The analysis of pupil diameter variations shows some evolutions according to the different flight
sequences. More precisely, mean delta pupil diameter was of -0.25 mm before the simulated failure,
+0.47 mm during the failure and the cross wind leg, -0.10 during the base leg and +0.12 from the last
turn to the final touch. These results are consistent with the pilots’ interviews that report a high
anxiety and cognitive demand due to the management of the aircraft during the few early minutes of
the simulated failure, a lower anxiety during the base leg because of the successful stabilization of the
aircraft, and finally another increase of anxiety and cognitive demand during the landing sequence
because of the required precision and the potential go-around in case of unsafe approach.
Furthermore, the literature classically reports a high cognitive demand and a high ANS arousal during
the landing [32], which is consistent with the increase of pupil diameter observed during the last turn
and the final touch.
During the flying activity, pilots are confronted with numerous stressors that can deplete their
performance, such as time pressure, increased anxiety, and unexpected failure. Whereas a growing
literature [33] [34] sheds light on the effect of complex flight scenarios or anxiety on pilots’
performance and physiological parameters, real flight experiments remain extremely rare.
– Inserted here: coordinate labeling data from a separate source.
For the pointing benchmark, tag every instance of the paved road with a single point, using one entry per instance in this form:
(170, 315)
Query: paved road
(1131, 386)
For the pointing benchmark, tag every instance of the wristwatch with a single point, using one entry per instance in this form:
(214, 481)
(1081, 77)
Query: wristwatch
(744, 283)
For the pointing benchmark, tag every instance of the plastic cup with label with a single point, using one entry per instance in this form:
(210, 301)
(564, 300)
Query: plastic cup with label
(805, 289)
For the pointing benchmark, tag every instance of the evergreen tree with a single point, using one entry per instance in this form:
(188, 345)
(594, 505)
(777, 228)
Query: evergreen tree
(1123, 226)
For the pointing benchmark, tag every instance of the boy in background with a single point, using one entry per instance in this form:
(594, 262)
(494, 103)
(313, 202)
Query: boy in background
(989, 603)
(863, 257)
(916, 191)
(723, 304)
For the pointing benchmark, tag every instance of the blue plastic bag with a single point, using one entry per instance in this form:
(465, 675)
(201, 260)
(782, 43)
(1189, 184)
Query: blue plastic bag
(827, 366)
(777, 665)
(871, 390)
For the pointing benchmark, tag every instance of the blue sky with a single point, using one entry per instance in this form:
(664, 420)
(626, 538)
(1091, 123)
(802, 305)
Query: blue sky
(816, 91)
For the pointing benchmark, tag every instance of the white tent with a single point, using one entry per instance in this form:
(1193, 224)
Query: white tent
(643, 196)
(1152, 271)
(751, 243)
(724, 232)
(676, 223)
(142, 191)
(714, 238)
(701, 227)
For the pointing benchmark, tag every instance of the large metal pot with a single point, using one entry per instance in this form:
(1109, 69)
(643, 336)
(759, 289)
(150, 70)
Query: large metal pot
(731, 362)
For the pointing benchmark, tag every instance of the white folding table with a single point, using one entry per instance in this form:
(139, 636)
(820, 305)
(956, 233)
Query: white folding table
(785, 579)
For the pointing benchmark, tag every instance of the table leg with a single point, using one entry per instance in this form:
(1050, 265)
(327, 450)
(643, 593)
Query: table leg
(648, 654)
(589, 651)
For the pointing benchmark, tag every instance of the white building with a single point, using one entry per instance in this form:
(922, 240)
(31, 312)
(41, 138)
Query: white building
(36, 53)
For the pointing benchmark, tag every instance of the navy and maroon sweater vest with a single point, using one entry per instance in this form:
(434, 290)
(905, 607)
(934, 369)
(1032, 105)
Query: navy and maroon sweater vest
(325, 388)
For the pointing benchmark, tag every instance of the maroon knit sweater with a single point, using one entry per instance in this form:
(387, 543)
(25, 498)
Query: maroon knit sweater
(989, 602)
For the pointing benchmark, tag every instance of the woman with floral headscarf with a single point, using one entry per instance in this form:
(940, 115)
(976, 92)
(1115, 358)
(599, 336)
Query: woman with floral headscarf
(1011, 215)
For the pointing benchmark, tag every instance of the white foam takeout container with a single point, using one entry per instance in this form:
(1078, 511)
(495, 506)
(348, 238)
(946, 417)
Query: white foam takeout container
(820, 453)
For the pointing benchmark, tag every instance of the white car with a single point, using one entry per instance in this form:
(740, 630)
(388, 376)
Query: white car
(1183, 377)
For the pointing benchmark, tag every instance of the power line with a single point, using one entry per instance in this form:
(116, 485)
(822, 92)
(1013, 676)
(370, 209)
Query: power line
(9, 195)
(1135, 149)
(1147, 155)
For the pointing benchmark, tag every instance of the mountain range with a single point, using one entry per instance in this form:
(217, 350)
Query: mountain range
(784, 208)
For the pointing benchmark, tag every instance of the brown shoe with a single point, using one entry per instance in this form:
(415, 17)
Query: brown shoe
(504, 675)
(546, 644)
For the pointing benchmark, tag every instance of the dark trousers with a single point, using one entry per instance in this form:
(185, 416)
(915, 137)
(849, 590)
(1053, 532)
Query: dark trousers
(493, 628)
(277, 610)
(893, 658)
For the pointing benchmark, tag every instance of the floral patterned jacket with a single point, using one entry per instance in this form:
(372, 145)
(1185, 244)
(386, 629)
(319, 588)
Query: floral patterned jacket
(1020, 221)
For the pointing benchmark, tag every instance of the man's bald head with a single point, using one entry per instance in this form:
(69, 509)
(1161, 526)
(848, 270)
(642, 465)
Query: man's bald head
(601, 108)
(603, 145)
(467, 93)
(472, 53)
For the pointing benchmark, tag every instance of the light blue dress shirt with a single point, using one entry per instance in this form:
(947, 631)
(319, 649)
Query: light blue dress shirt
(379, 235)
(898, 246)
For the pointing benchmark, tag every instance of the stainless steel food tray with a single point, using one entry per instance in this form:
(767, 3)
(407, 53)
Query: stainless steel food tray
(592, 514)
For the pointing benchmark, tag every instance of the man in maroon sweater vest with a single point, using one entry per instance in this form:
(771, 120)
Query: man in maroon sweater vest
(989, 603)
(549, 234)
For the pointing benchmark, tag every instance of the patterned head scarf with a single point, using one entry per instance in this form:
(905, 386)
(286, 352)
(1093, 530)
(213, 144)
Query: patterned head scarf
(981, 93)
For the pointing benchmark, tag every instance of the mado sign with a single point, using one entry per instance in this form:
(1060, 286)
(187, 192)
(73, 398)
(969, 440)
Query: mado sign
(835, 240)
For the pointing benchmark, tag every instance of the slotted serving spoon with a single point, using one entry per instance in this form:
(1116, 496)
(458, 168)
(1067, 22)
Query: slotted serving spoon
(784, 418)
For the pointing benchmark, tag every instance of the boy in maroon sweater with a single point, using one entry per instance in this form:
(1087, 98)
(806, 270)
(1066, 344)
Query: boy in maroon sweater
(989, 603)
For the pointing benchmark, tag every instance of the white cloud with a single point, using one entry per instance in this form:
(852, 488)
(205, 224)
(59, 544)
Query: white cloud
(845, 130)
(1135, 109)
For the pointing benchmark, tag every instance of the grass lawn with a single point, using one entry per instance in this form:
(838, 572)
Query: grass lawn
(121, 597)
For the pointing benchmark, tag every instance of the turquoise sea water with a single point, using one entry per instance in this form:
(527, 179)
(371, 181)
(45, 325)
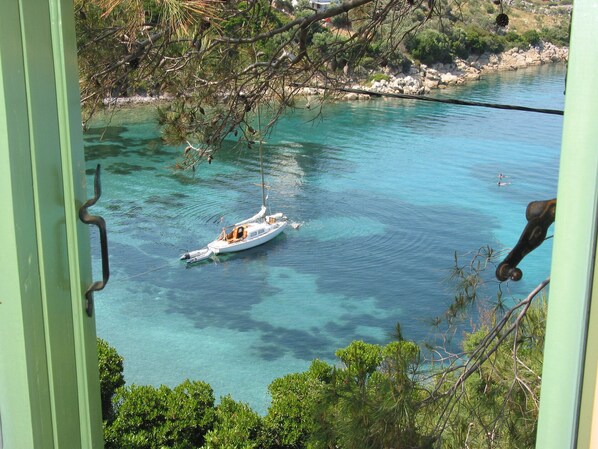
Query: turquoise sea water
(386, 192)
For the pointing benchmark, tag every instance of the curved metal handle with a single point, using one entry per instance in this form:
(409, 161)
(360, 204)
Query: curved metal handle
(86, 218)
(540, 215)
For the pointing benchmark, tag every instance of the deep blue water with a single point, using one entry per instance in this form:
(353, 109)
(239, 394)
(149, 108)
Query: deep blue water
(386, 192)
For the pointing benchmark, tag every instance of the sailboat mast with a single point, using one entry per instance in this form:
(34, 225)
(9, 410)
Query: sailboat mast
(263, 182)
(259, 124)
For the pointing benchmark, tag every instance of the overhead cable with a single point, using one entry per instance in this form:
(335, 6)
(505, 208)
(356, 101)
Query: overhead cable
(440, 100)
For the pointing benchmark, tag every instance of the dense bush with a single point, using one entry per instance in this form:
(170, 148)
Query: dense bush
(157, 418)
(430, 46)
(111, 376)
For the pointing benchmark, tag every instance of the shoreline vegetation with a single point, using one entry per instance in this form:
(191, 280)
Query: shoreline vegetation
(419, 79)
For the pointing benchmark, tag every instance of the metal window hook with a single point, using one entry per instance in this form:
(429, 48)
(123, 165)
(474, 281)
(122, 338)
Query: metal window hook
(540, 215)
(86, 218)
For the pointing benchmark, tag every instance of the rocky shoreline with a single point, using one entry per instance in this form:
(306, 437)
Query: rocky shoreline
(422, 79)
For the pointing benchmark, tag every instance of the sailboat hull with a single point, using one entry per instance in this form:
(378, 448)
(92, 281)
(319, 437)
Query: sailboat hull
(257, 234)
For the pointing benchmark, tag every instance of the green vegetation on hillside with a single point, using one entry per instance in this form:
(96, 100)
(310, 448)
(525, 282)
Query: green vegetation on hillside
(219, 61)
(375, 396)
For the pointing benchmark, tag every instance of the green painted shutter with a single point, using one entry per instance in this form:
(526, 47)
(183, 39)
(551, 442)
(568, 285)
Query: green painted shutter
(49, 387)
(571, 342)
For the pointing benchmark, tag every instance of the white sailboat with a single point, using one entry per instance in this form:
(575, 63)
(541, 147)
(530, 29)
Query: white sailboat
(249, 233)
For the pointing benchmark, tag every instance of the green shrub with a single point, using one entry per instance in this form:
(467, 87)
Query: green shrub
(430, 46)
(379, 77)
(111, 376)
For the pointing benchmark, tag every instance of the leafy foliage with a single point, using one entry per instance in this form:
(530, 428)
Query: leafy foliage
(111, 376)
(154, 418)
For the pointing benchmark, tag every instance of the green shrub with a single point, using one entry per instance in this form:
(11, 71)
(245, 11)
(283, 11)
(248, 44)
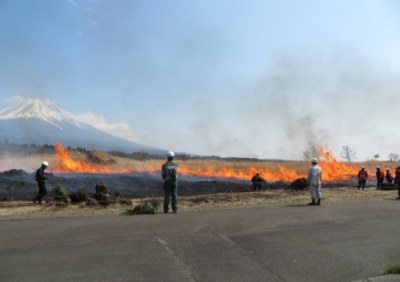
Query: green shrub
(393, 269)
(147, 207)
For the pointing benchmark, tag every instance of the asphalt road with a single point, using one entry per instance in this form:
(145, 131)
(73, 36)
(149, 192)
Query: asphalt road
(341, 242)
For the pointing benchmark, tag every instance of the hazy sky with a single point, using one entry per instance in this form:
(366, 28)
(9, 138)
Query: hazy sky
(242, 78)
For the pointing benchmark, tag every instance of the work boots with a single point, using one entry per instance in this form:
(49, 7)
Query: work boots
(312, 202)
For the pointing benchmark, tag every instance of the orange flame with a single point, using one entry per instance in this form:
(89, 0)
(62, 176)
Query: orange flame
(67, 164)
(332, 169)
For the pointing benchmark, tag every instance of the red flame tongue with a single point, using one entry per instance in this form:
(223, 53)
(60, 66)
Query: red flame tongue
(67, 164)
(332, 169)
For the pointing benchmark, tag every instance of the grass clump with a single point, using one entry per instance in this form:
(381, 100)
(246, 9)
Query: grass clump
(147, 207)
(393, 269)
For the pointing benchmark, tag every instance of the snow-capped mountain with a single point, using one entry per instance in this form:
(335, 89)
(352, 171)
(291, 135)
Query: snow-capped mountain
(40, 121)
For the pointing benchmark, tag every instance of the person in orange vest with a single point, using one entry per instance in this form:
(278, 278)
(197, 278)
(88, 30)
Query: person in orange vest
(362, 178)
(389, 176)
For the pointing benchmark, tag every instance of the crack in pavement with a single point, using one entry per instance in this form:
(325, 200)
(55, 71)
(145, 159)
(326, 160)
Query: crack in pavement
(184, 268)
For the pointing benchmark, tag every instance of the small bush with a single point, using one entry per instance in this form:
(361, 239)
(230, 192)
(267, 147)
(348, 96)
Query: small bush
(61, 194)
(80, 195)
(7, 198)
(147, 207)
(393, 269)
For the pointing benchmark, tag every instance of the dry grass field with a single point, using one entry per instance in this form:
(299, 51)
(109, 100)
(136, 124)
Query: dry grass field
(103, 162)
(267, 198)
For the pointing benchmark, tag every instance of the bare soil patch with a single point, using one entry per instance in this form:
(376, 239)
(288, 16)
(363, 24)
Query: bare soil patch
(227, 200)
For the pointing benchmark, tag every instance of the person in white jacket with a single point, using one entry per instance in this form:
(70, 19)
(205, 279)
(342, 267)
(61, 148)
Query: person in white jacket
(314, 177)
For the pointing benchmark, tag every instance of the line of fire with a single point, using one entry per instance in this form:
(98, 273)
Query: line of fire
(333, 170)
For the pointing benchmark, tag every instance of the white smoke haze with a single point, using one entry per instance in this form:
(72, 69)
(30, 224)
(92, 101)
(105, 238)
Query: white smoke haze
(329, 103)
(333, 102)
(119, 129)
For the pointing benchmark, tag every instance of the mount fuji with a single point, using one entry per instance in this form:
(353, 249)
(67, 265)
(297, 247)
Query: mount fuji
(39, 121)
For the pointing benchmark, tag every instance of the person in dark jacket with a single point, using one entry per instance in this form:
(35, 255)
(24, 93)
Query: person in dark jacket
(169, 174)
(389, 177)
(362, 178)
(397, 181)
(380, 176)
(257, 181)
(41, 181)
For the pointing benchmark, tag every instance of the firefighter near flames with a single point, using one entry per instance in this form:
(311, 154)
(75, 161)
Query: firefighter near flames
(362, 178)
(169, 174)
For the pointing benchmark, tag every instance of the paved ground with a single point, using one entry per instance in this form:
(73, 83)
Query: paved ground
(342, 242)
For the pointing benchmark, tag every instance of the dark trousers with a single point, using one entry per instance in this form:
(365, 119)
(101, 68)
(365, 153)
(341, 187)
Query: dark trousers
(379, 183)
(398, 188)
(170, 192)
(42, 192)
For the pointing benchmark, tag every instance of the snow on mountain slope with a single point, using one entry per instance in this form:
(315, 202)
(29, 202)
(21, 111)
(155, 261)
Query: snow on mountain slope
(40, 108)
(40, 121)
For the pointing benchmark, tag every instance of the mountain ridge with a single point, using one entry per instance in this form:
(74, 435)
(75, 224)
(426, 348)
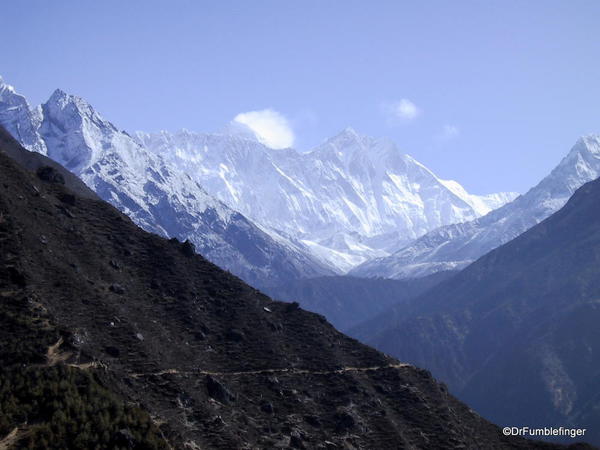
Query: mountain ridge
(456, 246)
(216, 363)
(513, 334)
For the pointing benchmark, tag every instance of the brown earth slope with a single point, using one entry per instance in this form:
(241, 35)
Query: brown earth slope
(216, 363)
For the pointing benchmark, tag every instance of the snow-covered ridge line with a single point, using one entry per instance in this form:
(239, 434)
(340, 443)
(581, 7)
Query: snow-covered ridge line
(156, 194)
(456, 246)
(351, 199)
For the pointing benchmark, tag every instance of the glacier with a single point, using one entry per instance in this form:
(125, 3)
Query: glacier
(349, 200)
(155, 195)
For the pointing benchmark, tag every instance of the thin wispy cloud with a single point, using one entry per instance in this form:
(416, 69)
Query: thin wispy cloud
(401, 110)
(270, 127)
(449, 132)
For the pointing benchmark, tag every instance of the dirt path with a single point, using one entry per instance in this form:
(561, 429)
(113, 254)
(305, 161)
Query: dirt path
(285, 371)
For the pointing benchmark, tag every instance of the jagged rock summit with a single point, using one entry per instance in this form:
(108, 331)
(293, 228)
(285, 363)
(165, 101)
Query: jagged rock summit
(156, 195)
(456, 246)
(213, 361)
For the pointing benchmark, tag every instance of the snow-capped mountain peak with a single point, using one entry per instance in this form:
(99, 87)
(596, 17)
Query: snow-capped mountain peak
(352, 198)
(155, 194)
(455, 246)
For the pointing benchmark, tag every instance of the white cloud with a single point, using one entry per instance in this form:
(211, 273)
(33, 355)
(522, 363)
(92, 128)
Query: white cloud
(270, 127)
(403, 109)
(449, 132)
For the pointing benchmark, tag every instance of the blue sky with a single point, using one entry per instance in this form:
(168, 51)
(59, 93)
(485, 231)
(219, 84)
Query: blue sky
(490, 93)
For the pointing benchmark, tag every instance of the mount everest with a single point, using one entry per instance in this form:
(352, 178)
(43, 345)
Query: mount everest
(267, 215)
(157, 196)
(349, 200)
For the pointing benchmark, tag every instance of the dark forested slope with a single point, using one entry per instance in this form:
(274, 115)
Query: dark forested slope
(120, 337)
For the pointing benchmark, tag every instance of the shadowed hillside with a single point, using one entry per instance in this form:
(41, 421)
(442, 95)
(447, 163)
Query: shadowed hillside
(117, 314)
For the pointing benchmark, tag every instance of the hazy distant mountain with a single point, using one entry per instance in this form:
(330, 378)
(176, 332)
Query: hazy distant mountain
(348, 301)
(455, 246)
(156, 195)
(112, 337)
(350, 199)
(516, 333)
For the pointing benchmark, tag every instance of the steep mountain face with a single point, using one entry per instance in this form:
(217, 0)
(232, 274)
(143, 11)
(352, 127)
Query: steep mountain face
(348, 301)
(213, 361)
(456, 246)
(19, 119)
(157, 196)
(515, 334)
(351, 199)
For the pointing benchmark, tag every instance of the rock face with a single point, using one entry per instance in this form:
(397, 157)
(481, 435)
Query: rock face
(456, 246)
(292, 379)
(350, 199)
(515, 333)
(157, 196)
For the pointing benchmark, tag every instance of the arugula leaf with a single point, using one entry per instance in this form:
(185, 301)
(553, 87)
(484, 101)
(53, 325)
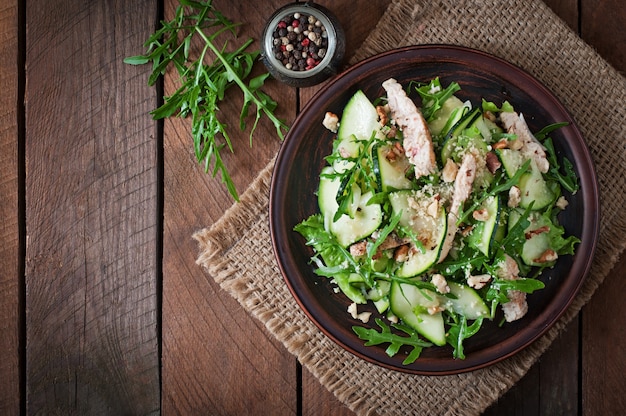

Therefore,
on-board eye tracking offers promising perspectives in term of real condition monitoring of both
pilot’s actions and physiological states, although this ecological approach shows some technical
limitations. Firstly, the analysis of the areas of interest shows the reliability of the tool and its
capability to predict behaviours. Indeed, during a takeoff, it has been possible to link the absence of
visual scanning on the flaps with an omission of a required action on them later. Moreover, the AOI
analysis allows bringing to light differential visual behaviours according to the landing condition
(nominal or degraded). Secondly, the measurement of the pupil dilation gives clues on the pilot’s
emotional state and/or cognitive workload. The pupil response seems to evolve differently during
the four flight phases. The pupil diameter appears to be higher just after the simulated engine
failure. This observation is coherent with the increase of mental demand and/or anxiety during this
particularly critical flight phases. In addition, the occurrence of differential patterns during the failure
phases vs. the nominal ones seems to emphasize pupil diameter results. Further work should be
conducted by night to totally get rid of the luminosity variations and to attempt to produce more
results, in particular concerning the comparison of degraded and nominal conditions.
ACKNOWLEDGMENT
The authors wish to thank all the pilots from ISAE and Fabrice Bazelot, Frank Yvars and Thierry
Louvet for the time they spent on setting up the eye tracker onboard the Aquila, Eric Absil for his great
job on the eye tracker, and Christian Colongo for his support. The eye tracker Tobii x50 has been
kindly lent to ISAE by the firm “Pilot Vision” (Alexander Seger) during the experimentation.